Journal of Vegetation Science 8, 447-454; 1997.

Abstract.

We demonstrate that correspondence analysis (CA) and detrended correspondence analysis (DCA) ordinations produced by the popular program CANOCO are unstable under reordering of the species and sites in the input data matrix. In CA, the main cause of the instability is the use of insufficiently stringent convergence criteria in the power algorithm that is used to estimate the eigenvalues. The use of stricter criteria produces CA ordinations that are acceptably stable. The divisive classification program TWINSPAN uses CA based on a similar algorithm, but with extremely lax convergence criteria, and is thus susceptible to extreme instability.
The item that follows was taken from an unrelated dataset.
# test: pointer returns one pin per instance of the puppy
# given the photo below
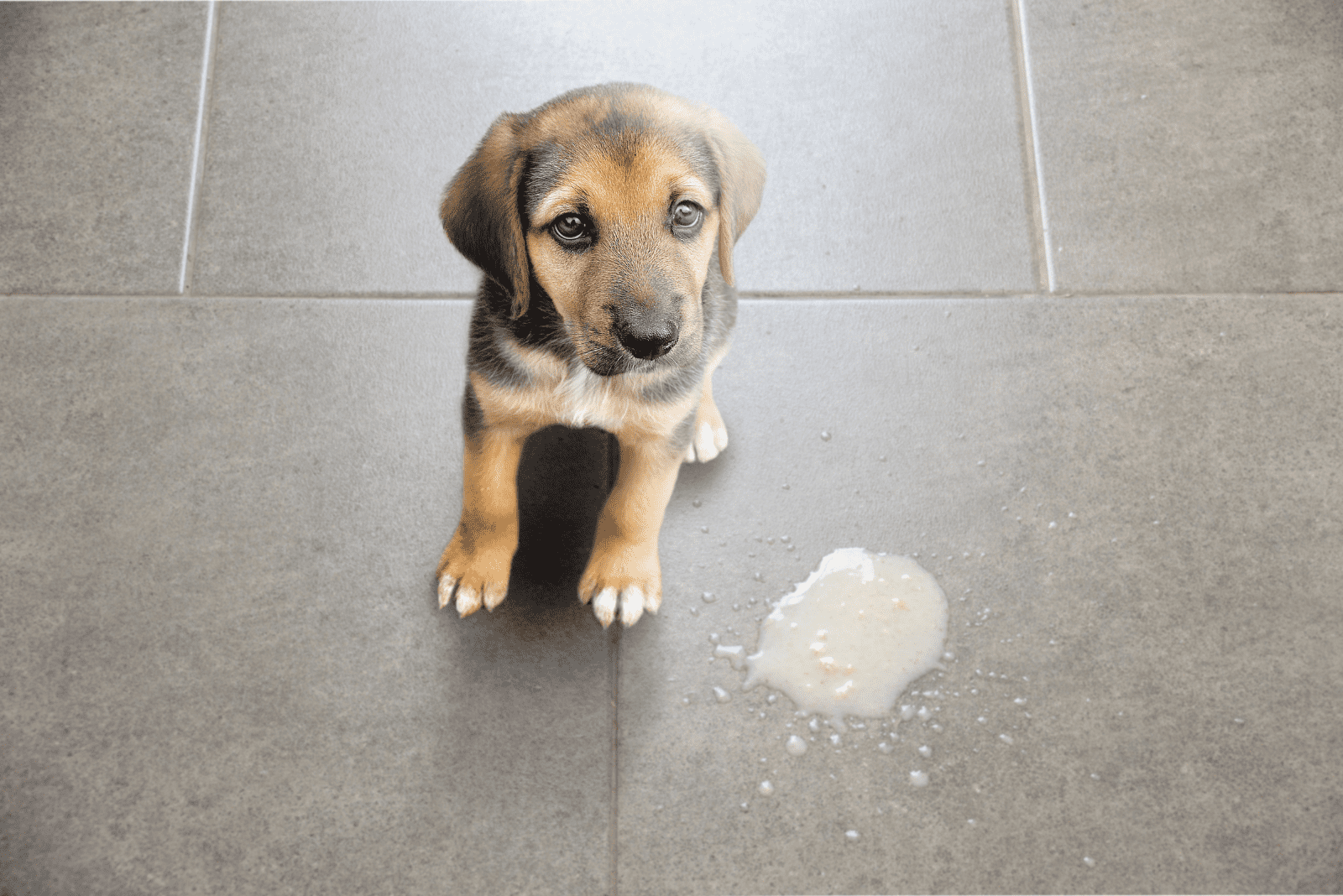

We detected an order-dependent programming error in the non-linear rescaling procedure that forms part of DCA. When this bug is corrected, much of the instability in DCA disappears. The stability of DCA solutions is further enhanced by the use of strict convergence criteria. Although in our trials, much of the instability occurred on the third and forth axes, it should not be assumed that published 2-dimensional ordinations are sufficiently accurate. Data sets which have pairs of almost equal eigenvalues among the first 3 axes could suffer from marked instability in the first two dimensions. We strongly recommend that a debugged, strict version of CANOCO be released. Meanwhile, users can check the stability of their CA and DCA ordinations using the software that we have made available on the World Wide Web. An accurate program for CA, a debugged, strict version of DECORANA (for DCA) and a strict version of TWINSPAN are also available from our site.

Keywords: algorithm; correspondence analysis; clustering; detrended correspondence analysis; eigenanalysis; non-linear rescaling; numerical method; precision; tolerance.